After ten minutes of this I got tired of the craziness. I was beginning to veer off into even stranger psyche territory. I was getting obsessed with thoughts of missed opportunities, not only with my mother, but also with other people who meant a lot to me when I was growing up.
Enough. Stop it. Calm down.
I told myself to get a grip on myself, one of those self-referential inner commands which don't make any logical sense yet still seem effective in getting out of a polluted stretch in my stream of consciousness.
I decided to focus on one honest moment -- which my analytical acronym-loving mind recognized as an OHM. Nicely Hindu. Meditational. A mantra to calm my Mothers Day mental meanderings.

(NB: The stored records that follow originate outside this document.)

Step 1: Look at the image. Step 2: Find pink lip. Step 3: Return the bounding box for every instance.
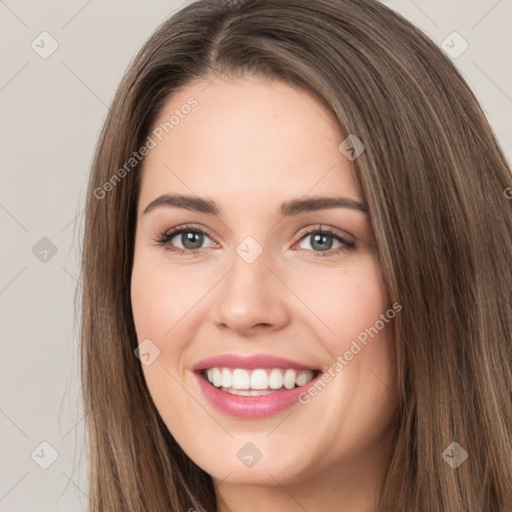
[192,354,317,372]
[194,371,322,419]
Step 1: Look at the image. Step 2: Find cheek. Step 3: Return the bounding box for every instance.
[131,255,209,341]
[296,254,390,344]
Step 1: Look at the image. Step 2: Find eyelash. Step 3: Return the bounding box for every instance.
[155,225,356,258]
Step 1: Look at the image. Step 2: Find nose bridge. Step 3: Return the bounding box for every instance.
[212,237,288,333]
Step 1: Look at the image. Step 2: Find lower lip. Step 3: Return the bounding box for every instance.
[194,372,322,418]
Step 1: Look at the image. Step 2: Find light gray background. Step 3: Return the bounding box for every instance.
[0,0,512,512]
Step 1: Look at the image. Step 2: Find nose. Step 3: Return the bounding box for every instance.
[214,247,290,337]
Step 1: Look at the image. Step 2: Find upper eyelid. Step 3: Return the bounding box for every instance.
[160,223,355,243]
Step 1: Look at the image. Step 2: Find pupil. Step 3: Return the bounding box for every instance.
[181,231,203,249]
[311,233,332,250]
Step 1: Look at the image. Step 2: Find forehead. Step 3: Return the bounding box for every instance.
[136,77,360,212]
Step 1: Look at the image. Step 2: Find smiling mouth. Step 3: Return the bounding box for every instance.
[199,367,320,396]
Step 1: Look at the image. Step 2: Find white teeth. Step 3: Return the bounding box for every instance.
[206,367,314,390]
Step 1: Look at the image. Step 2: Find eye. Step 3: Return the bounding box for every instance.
[298,226,356,257]
[156,226,215,253]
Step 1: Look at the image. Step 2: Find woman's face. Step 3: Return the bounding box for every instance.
[131,77,398,506]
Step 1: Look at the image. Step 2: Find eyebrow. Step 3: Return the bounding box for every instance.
[143,194,368,217]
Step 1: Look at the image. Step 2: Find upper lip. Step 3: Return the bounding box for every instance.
[193,354,317,372]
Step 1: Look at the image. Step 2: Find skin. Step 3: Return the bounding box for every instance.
[131,76,398,512]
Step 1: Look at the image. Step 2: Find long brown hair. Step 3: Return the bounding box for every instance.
[81,0,512,512]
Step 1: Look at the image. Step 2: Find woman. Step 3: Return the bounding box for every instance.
[82,0,512,512]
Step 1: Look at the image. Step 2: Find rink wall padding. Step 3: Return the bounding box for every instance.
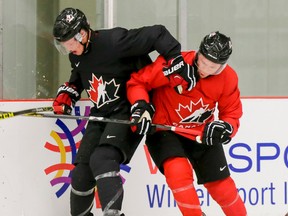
[0,98,288,216]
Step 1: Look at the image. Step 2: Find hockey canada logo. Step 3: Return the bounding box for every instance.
[176,98,215,124]
[87,74,120,108]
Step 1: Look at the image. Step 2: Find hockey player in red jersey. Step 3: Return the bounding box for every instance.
[53,8,187,216]
[127,32,247,216]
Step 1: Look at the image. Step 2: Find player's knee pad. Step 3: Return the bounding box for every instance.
[163,157,193,190]
[204,176,239,206]
[71,163,95,196]
[90,145,122,177]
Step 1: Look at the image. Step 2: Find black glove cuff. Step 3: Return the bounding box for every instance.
[131,100,155,117]
[56,83,81,103]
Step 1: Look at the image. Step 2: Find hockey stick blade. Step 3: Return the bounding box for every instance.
[24,113,202,143]
[0,106,63,120]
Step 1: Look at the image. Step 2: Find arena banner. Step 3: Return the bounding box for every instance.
[0,98,288,216]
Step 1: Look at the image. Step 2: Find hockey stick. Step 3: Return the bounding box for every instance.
[0,106,63,120]
[23,112,202,143]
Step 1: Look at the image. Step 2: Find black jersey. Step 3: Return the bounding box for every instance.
[69,25,181,115]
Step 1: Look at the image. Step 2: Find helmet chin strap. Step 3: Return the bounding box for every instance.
[79,29,91,54]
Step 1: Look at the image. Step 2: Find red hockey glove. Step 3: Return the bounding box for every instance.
[131,100,155,135]
[53,82,81,115]
[163,55,199,94]
[202,120,233,146]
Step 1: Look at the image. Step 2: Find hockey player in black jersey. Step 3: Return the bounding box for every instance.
[53,8,188,216]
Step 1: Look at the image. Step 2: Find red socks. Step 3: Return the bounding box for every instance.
[163,157,202,216]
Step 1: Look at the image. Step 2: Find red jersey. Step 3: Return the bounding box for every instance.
[127,51,242,140]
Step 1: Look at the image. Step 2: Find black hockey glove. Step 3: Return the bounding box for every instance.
[131,100,155,135]
[163,55,199,94]
[53,82,81,115]
[202,120,233,146]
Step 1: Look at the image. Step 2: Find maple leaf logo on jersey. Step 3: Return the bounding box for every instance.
[176,98,215,123]
[87,74,120,108]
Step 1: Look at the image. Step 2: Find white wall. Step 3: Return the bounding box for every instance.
[0,99,288,216]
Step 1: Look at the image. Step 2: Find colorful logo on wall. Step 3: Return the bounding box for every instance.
[44,106,131,205]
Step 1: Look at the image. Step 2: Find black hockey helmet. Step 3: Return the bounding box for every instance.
[53,8,90,42]
[199,31,232,64]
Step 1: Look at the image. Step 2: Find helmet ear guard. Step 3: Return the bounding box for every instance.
[199,31,232,64]
[53,8,90,42]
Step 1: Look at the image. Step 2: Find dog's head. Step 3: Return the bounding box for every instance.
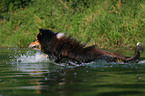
[28,37,41,51]
[28,29,64,51]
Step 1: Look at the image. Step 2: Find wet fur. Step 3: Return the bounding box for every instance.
[29,29,143,64]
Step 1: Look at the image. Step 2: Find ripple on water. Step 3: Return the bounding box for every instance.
[11,50,49,64]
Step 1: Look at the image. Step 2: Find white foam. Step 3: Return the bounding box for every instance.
[12,51,49,63]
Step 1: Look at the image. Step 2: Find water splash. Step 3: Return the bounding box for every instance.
[11,50,49,64]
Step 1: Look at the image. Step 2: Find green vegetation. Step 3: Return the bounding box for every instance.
[0,0,145,48]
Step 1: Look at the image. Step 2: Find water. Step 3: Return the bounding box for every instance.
[0,48,145,96]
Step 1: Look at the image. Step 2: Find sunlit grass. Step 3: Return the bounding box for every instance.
[0,0,145,48]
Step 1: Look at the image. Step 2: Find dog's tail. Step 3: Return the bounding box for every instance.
[126,42,143,62]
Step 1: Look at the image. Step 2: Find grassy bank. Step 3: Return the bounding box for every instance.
[0,0,145,48]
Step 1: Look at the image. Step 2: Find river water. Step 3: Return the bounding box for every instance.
[0,48,145,96]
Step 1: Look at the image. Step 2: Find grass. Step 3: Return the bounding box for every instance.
[0,0,145,48]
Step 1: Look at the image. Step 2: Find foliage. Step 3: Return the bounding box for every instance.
[0,0,145,48]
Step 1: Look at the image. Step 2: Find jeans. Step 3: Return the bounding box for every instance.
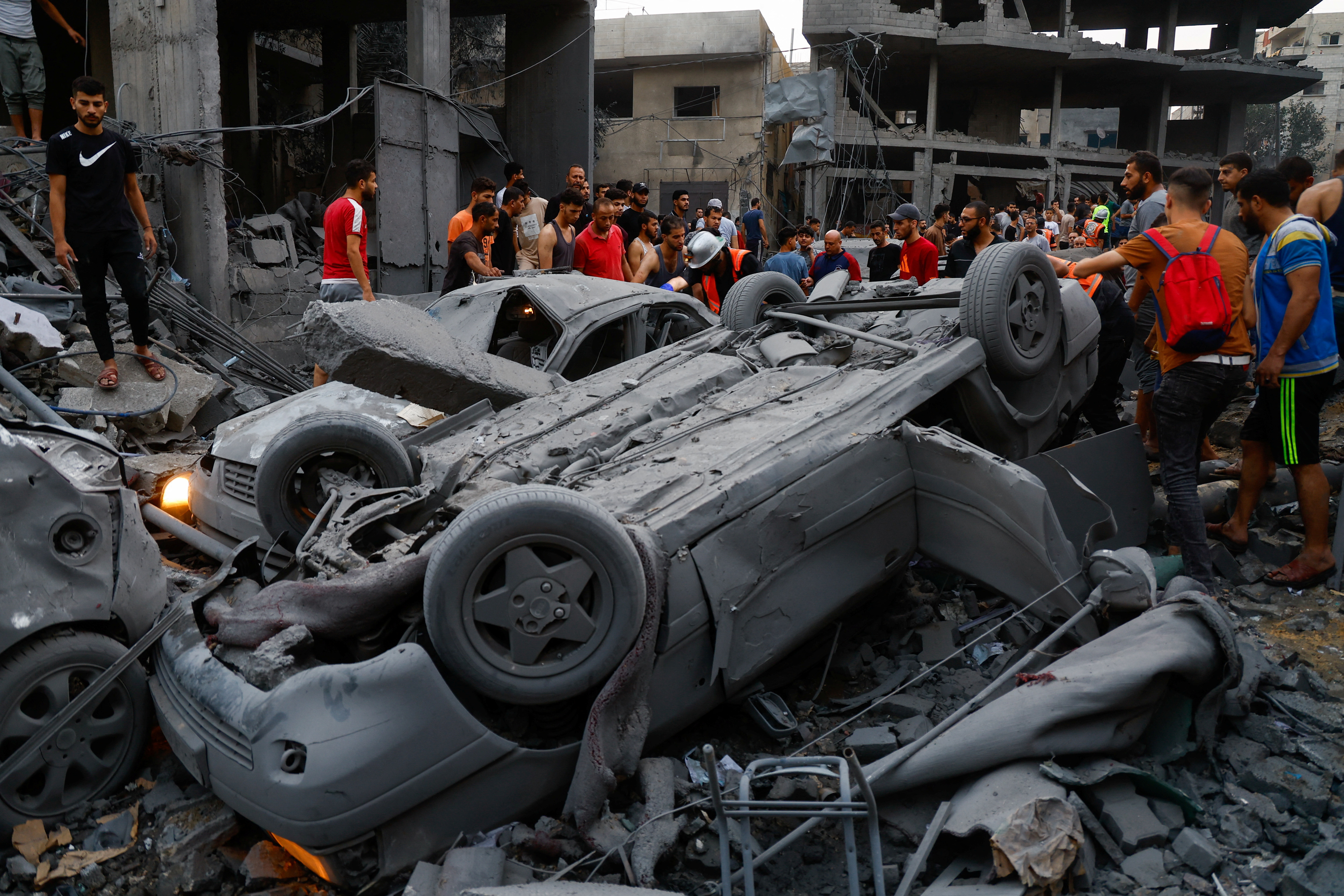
[1153,361,1246,586]
[66,230,149,361]
[0,34,47,116]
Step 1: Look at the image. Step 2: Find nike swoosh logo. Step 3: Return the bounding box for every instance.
[79,144,116,168]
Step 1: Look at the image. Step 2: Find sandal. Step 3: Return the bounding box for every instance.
[1204,523,1251,555]
[1262,558,1335,591]
[136,355,168,383]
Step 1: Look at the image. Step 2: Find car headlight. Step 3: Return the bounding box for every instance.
[159,474,191,508]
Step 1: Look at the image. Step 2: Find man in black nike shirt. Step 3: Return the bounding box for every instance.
[47,75,159,388]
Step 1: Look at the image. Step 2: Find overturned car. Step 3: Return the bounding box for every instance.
[151,244,1141,874]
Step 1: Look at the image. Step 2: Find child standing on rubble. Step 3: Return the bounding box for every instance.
[47,75,168,390]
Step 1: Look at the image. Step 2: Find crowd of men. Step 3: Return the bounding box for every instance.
[312,152,1344,588]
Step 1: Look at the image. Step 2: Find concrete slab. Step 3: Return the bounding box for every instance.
[302,301,554,414]
[0,298,65,361]
[56,341,215,433]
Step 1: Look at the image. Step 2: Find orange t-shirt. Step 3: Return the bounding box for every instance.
[1116,220,1251,373]
[448,206,495,265]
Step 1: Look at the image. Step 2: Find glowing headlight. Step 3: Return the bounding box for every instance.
[159,476,191,508]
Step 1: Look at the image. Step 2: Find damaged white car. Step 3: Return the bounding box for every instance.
[152,244,1146,876]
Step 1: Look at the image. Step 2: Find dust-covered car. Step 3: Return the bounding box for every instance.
[0,419,168,826]
[153,244,1114,873]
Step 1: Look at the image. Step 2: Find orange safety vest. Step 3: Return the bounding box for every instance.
[1083,218,1106,248]
[700,248,750,314]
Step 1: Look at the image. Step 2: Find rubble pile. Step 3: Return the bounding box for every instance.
[228,192,325,367]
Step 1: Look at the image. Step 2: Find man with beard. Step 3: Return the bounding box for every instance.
[1120,151,1167,459]
[439,202,501,295]
[1071,167,1253,587]
[1215,171,1339,591]
[946,199,1007,277]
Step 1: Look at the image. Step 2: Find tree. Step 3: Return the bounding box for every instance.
[1246,99,1331,171]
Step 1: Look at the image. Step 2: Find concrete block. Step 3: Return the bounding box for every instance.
[896,716,933,747]
[302,301,554,414]
[0,298,65,361]
[1278,840,1344,896]
[1241,756,1331,818]
[247,239,289,265]
[1091,776,1171,854]
[915,622,957,662]
[872,693,933,719]
[1274,690,1344,733]
[56,342,215,433]
[56,383,168,434]
[434,846,504,896]
[1120,849,1167,889]
[1172,827,1223,876]
[844,728,896,763]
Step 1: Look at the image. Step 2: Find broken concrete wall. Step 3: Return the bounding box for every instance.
[302,299,554,414]
[109,0,228,318]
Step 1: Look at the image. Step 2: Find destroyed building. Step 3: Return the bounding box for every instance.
[593,9,801,234]
[802,0,1320,220]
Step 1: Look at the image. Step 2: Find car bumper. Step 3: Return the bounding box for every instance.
[151,618,524,848]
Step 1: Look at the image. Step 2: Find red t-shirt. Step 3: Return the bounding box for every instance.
[900,236,938,286]
[574,224,625,281]
[323,196,368,283]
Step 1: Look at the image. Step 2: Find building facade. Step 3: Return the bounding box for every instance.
[593,9,797,232]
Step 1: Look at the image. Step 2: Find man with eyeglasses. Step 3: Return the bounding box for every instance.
[946,199,1008,277]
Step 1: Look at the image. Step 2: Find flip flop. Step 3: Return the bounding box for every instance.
[1261,559,1335,591]
[1204,523,1251,555]
[136,355,168,383]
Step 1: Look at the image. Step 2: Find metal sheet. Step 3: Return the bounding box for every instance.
[374,81,461,293]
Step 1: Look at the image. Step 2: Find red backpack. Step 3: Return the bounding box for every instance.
[1144,224,1234,355]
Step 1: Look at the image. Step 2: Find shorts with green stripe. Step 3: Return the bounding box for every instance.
[1242,371,1335,466]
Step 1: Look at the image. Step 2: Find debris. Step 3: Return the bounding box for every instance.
[1278,840,1344,896]
[0,298,65,361]
[989,797,1091,887]
[302,301,555,414]
[1172,827,1223,876]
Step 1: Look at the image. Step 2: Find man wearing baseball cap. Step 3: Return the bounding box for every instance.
[887,203,938,286]
[616,184,649,248]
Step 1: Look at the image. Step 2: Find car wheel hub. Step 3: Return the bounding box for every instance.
[464,539,607,674]
[0,668,133,818]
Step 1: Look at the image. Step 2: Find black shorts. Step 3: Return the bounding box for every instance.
[1242,371,1335,466]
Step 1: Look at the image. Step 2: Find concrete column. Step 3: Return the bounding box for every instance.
[1153,78,1172,160]
[1050,66,1064,153]
[504,0,594,196]
[323,22,352,194]
[109,0,228,320]
[403,0,453,94]
[1236,0,1259,59]
[1144,0,1179,52]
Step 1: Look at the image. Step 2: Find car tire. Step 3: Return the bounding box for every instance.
[257,411,415,549]
[960,243,1063,380]
[0,630,153,826]
[425,485,645,705]
[719,270,808,333]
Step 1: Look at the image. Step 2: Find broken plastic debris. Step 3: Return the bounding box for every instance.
[396,404,444,430]
[970,641,1004,666]
[989,797,1083,888]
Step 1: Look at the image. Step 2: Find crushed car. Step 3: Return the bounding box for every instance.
[152,244,1146,874]
[0,416,168,826]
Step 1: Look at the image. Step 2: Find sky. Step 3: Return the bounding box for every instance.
[597,0,1344,62]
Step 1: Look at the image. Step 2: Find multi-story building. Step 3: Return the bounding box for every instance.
[1258,12,1344,163]
[802,0,1321,220]
[593,9,797,231]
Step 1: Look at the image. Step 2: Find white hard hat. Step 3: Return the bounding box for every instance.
[685,230,727,267]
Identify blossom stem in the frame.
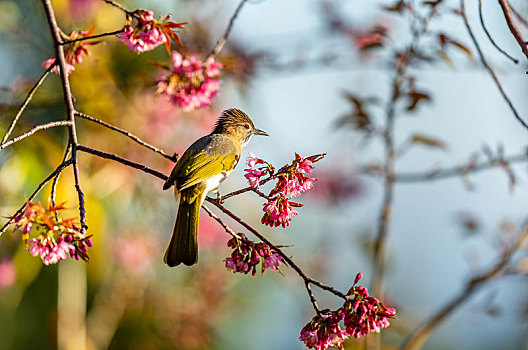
[0,64,55,147]
[59,28,125,45]
[75,112,178,162]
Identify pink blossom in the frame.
[0,260,16,289]
[244,169,266,189]
[157,51,222,111]
[42,57,75,75]
[261,196,298,227]
[297,158,313,173]
[27,236,75,266]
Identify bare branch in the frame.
[0,120,72,150]
[460,0,528,129]
[205,0,247,62]
[75,112,178,162]
[498,0,528,67]
[202,204,241,239]
[42,0,88,234]
[59,28,125,45]
[479,0,519,64]
[0,64,55,146]
[0,158,73,236]
[402,223,528,350]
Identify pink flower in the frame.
[42,57,75,75]
[247,152,262,168]
[261,196,298,227]
[157,51,222,111]
[244,169,266,189]
[116,9,184,53]
[342,273,396,338]
[0,260,17,289]
[224,234,282,276]
[297,158,313,173]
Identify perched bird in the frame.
[163,108,269,267]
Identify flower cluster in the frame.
[117,9,185,54]
[42,25,99,75]
[299,310,348,350]
[13,202,92,265]
[244,152,325,227]
[157,51,222,111]
[224,234,282,276]
[299,273,396,350]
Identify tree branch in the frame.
[0,64,55,147]
[498,0,528,67]
[460,0,528,129]
[0,158,73,236]
[75,112,178,163]
[0,120,72,150]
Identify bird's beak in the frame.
[253,129,269,136]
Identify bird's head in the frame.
[212,108,269,147]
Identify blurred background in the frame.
[0,0,528,350]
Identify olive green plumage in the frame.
[163,108,267,267]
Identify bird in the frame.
[163,108,269,267]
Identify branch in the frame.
[0,120,72,150]
[77,145,167,181]
[59,28,125,45]
[460,0,528,133]
[0,64,55,146]
[75,112,178,162]
[42,0,88,234]
[479,0,519,64]
[498,0,528,67]
[205,0,247,62]
[205,197,347,299]
[402,223,528,350]
[395,153,528,183]
[0,158,73,236]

Several candidate memories presented themselves to me. I cast aside the negative ones. I wanted my One Honest Moment to be a happy one, a Mother's Day recollection that made me feel closer to my mother, not more distant.
She'd had another stroke. My wife and daughter had driven down with me from Oregon to visit her in a charming home-based care facility right there in little Three Rivers. My mother wasn't able to walk on her own. We talked with her for a while in her room, then asked her if she'd like us to take her outside. She did.
With the aid of a wheelchair, if my memory is correct, we got my mother into our car. Then I drove down to a bridge that crossed the main fork of the Kaweah River, leading onto Dinley Road, which followed the river downstream. I stopped at a turnout next to a small beach that I remembered from my childhood days of roaming the river.
My wife took a blanket down to the riverbank. I opened the passenger car door, leaned down and picked my mother up, cradling her in my arms. She put her hands around my neck. My mother wasn't big on hugging. This was an unusually intimate physical moment for us. But it felt so right.
I picked my steps across the river rocks carefully. I didn't want to stumble and drop my mother. That wouldn't be part of her stroke rehab program. I managed the short walk to the river just fine. My mother wasn't very heavy. We'd switched roles. I was carrying her like a child; she was trusting me to get her safely to the blanket.
It was a deeply moving experience for me. A great choice for my One Honest Moment.
What I've learned on this Mother's Day is that what matters most to me aren't grand overarching all-encompassing recollections of the way things were or how someone was. Instead, it is discrete moments which were so meaningful to me, a few seconds of a memorable memory have much more of an impact than days, weeks, months, and years of forgotten or barely recollected everyday experiences.
There are moments. And then there are moments.
I had lots of each with my mother, both good and bad, happy and sad. Today, I chose to focus on one. One Honest Moment when my mother and I were genuine, real, connected, intimate.
So what if those moments were few and far between with us? One Honest Moment is worth a gazillion (maybe more!) of un-OHMs.